12:32 2007/10/12
Banques serrant des normes de prêt
- ?. ? Subprime. La crise
de subprime a non seulement raccourci le mouvement du marché des
capitaux des banques, mais a également vu le marché interbancaire
sécher pratiquement vers le haut ? ?. sans la disparition
rapide dans les dislocations en vue, au moins pour le de la zone euro, en
tant que notre analyse montre.
- ?. ? Prêt. En outre, banques ?
?. les affaires de prêt traditionnelles souffriront également.

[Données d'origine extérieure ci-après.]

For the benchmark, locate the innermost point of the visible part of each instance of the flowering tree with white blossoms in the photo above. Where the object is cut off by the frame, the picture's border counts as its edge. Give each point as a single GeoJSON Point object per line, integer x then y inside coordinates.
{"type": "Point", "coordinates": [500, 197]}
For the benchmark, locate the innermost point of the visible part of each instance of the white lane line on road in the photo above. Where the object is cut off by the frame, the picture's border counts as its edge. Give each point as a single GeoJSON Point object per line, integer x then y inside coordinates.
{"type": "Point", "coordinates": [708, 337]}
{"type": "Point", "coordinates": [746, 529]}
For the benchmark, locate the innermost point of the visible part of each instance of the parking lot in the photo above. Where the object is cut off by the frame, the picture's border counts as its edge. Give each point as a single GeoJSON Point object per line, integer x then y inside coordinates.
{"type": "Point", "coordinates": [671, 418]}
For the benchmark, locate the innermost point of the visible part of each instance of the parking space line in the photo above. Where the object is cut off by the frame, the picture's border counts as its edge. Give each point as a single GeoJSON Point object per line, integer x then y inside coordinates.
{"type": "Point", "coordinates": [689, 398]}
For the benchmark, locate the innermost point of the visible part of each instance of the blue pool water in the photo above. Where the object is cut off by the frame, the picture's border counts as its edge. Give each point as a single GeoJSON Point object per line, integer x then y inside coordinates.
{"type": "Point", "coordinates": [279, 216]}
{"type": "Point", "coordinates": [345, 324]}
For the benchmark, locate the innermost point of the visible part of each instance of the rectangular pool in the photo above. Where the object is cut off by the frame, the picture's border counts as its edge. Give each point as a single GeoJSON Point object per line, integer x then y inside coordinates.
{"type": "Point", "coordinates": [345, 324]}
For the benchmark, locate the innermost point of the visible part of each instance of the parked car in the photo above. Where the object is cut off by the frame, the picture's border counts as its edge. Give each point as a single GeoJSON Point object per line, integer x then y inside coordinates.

Une raison derrière ceci implique des normes plus serrées de
degré de solvabilité, particulièrement en Europe. Cela ralentit la
croissance de degré de solvabilité et contribue, en conséquence, à une
expansion plus lente de PIB. Un véritable craquement de
degré de solvabilité et/ou une récession grave dans la croissance économique
sont, cependant, pas dans les cartes.
- ?. ? EMU. Aux banques de
commerce de la zone euros et ont serré leurs normes pour des prêts
hypothécaires de corporation et sensiblement. C'est dans
l'intérêt de la BCE (depuis le prêt avait grondé pendant
des années maintenant) et aidera à maintenir le taux de refi
régulier jusqu'à l'été 2008.
- ?. ? Le Royaume-Uni. L'hésitation des banques britanniques à prêter et les
effets de retard pour l'économie seront probablement plus prononcés.
Cela crée la place pour la banque de l'Angleterre pour couper
le taux de repo deux fois au cours des mois à venir.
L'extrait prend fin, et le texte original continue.